Книга Бабочка и василиск - Юлий Буркин
Шрифт:
Интервал:
Закладка:
Она любила одевать его рубашки, и тогда ее грудь казалась маленькой, а ноги – такими длинными и такими пронзительно стройными, что чай успевал окончательно остыть, а яичница напрочь засохнуть.
Именно сознание приближающейся тьмы и делало бессмысленными какие-либо угрызения совести, оставляя ему чистый свет. Говорить они могли о чем угодно, только не о его болезни. Но мысль о ней всегда жила рядом.
Ему особенно нравилось, когда она снова и снова делилась своими ощущениями и мыслями их первого дня, первого вечера и первой ночи. Ему было интересно узнать каким неприятным, даже надменным и все-таки притягательным нашла она его. Он не спрашивал ее ни о чем, довольствуясь тем, что она решала рассказать сама. Зато она расспрашивала его много и подробно. И даже не пыталась скрыть, что интерес этот в большой степени – профессиональный. Интерес врача ко всему, что касается больного. Он прощал ей это хотя бы потому, что несколько раз именно ей приходилось возиться с ним во время приступов. Хотя его и подмывало поинтересоваться, не заносит ли она информацию о нем в историю болезни. Но он не решался этого сделать, страшась получить утвердительный ответ.
Да, сначала он был даже благодарен своему недругу за свободу и за встречу. Но день ото дня все рельефнее проступала скорбь скорого вынужденного расставания. Раньше оно не страшило его. Жаль было Витальку, но к мысли, что когда-нибудь самого его не будет, а сын останется, он привык уже давно; ему не жаль было покидать Любимое Дело, потому что работу свою он не любил; ему не жаль было решительно ничего, пока он не узнал Майю.
… Мы сидели возле окна и одновременно курили, пили кофе и играли в ямб, когда Майка вдруг сообщила индифферентным тоном:
– Между прочим, я тебя люблю.
– Да сколько же можно! – возмутился я, – ты мне это уже раз пятьдесят говорила! – цифра была реальной, плюс-минус два.
– Я тебя люблю, – повторила Майка, затянувшись, и слезинка упала прямо в кофе.
И я не выдержал. Я сказал:
– Ладно, завтра пойдем к Грибову.
Она шмыгнула носом и посмотрела на меня признательно и, как мне показалось, слегка торжествующе.
Оригинальным Кривоногов не был и оригинальность не любил. Он, конечно, понимал, что оригинальность и ненормальность – не одно и то же. Но четкой границы не чувствовал.
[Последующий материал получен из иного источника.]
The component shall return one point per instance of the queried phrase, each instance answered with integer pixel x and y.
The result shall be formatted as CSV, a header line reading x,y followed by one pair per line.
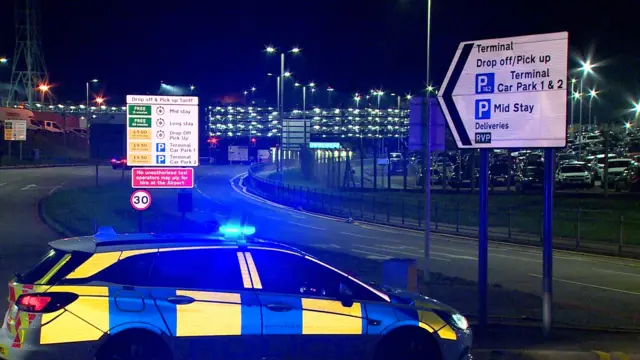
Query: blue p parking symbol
x,y
483,109
485,82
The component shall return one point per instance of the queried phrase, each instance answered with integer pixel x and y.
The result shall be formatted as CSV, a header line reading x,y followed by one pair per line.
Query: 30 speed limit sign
x,y
140,200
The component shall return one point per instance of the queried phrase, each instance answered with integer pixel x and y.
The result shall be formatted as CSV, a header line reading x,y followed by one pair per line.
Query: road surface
x,y
591,290
23,238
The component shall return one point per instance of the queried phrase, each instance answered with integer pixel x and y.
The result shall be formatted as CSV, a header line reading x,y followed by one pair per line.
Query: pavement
x,y
590,291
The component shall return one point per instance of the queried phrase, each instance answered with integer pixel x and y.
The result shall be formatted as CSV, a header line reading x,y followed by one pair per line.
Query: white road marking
x,y
368,237
397,252
617,272
372,256
305,225
589,285
399,247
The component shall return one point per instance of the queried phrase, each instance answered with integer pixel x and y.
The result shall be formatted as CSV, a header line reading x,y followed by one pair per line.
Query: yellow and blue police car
x,y
185,296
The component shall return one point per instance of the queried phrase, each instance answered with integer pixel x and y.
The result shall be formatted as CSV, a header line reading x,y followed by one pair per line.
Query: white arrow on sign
x,y
508,93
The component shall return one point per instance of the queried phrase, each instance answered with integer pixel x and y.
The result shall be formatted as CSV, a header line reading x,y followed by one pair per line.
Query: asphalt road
x,y
591,290
23,238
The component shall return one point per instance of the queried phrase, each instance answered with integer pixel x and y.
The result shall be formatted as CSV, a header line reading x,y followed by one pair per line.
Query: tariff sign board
x,y
162,178
162,130
140,200
15,130
508,93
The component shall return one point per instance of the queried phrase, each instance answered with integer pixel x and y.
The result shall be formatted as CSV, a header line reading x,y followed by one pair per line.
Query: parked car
x,y
629,179
574,175
615,168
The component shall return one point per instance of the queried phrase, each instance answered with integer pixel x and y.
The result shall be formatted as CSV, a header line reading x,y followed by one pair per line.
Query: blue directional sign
x,y
508,93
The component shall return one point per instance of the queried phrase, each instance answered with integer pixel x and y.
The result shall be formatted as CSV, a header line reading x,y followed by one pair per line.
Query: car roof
x,y
107,240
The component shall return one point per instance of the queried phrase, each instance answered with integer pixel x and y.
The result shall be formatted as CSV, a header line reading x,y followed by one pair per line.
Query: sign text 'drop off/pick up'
x,y
508,93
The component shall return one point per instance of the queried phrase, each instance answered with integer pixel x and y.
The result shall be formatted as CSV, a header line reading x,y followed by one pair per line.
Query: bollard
x,y
435,215
579,223
388,209
621,234
457,216
509,223
400,273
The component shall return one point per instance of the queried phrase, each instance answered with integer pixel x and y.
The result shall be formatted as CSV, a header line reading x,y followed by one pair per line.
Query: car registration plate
x,y
4,351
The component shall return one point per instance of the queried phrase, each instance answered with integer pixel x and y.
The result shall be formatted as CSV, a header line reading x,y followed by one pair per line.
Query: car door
x,y
302,316
207,303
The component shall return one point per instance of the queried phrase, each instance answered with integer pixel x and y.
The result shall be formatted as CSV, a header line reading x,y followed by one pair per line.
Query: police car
x,y
223,296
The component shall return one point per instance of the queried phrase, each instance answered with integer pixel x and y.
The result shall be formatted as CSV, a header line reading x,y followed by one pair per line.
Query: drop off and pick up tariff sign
x,y
162,130
508,93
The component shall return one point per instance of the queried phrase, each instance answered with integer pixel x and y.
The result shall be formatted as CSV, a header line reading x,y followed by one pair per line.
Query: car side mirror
x,y
345,296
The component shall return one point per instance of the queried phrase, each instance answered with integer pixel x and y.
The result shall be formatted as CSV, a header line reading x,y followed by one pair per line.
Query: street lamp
x,y
378,93
329,91
90,81
586,68
43,89
592,94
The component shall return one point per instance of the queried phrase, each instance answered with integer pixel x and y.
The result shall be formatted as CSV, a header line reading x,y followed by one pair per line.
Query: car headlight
x,y
456,320
459,321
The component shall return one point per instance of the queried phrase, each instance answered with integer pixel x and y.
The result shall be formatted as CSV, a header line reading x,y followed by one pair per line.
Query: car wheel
x,y
134,345
408,344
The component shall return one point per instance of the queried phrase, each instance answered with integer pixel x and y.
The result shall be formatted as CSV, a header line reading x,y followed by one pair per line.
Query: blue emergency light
x,y
237,230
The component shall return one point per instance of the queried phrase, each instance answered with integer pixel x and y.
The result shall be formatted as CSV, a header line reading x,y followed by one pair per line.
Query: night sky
x,y
351,45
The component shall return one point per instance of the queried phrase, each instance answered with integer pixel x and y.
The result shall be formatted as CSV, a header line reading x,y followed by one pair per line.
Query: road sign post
x,y
140,200
510,93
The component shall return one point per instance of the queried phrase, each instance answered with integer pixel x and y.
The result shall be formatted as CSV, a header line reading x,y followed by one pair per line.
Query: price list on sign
x,y
162,130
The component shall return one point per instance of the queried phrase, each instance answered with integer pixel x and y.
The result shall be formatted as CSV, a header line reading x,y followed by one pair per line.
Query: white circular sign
x,y
140,200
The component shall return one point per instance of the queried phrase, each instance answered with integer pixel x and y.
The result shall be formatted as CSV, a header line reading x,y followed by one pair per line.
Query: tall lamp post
x,y
90,81
592,94
586,69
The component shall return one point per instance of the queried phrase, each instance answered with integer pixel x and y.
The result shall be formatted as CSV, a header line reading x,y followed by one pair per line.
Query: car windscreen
x,y
499,169
571,169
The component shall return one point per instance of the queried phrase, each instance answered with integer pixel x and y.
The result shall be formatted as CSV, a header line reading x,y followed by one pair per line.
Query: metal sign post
x,y
510,93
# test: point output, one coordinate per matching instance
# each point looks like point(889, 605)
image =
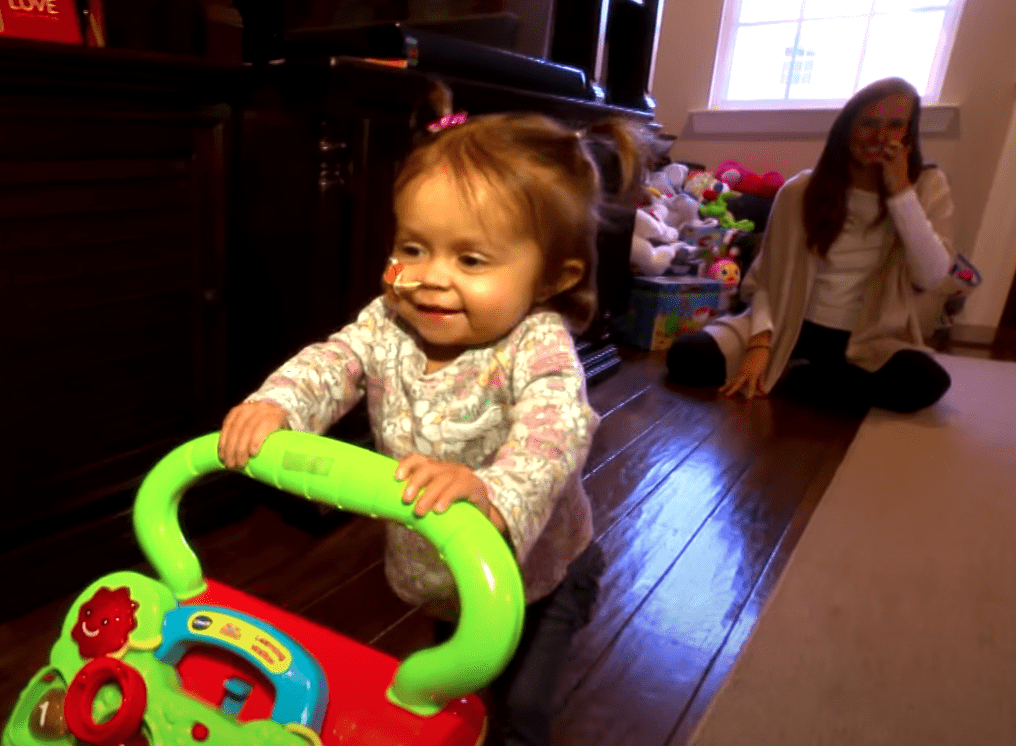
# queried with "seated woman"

А потому предпочитал обходиться без оригинальности. Кривоногов уважал четкость. В большой степени неприязнь к оригинальности была связана и с тем, что по долгу службы ему постоянно приходилось иметь дело с необычными людьми и необычными событиями. Оригинальность интересовала его болезненно: он искал ее, чтобы пресечь.
Утром, проходя по своему участку, во дворе винно-водочного магазина он обнаружил спящую на скамейке-диванчике неопрятную, окончательно опустившуюся собаку, здоровенного ньюфаундленда. Ничуть не убоявшись размеров пса, он подошел к скамейке и ткнул кулаком в черный медвежий бок. Собака лениво шевельнула хвостом.
– Эй, – сказал Кривоногов, – чего разлеглась?
Собака подняла голову и тяжело с присвистом вздохнула. Кривоногов явственно почувствовал острую смесь чесночного запаха и перегара. «Сука, – подумал Кривоногов. – Или кобель».
– Вставай, – сказал он, – подъем.
Собака встала, осторожно, лапа за лапой спустилась со скамейки и, понурившись, села возле Кривоногова.
– Чего расселась? Пошли.
Собака послушно поднялась и вразвалочку двинулась чуть поодаль.
Капитан Селевич, непосредственный начальник Кривоногова, увидев в кабинете мохнатую, облепленную репьем собаку, удивился не особенно. Он доверял Кривоногову, хотя врожденное чувство субординации иной раз и вынуждало его вносить в речь с подчиненными чуть пренебрежительные нотки:
– Потерялся? – кивнул он на пса, развалившегося у зарешеченного окна.
– Леший ее разберет, – неопределенно ответил Кривоногов. – Пьяная она.
– Чего говоришь-то?.. – поднял брови капитан.
– А вы, товарищ капитан, сюда подойдите, во-во, и наклонитесь. Ну-ка, дыхни, – сказал он собаке.
– Х-хы, – послушалась та.
– Чуете?
– Вот же скотина, – поморщился Селевич, – вроде породы благородной, а туда же.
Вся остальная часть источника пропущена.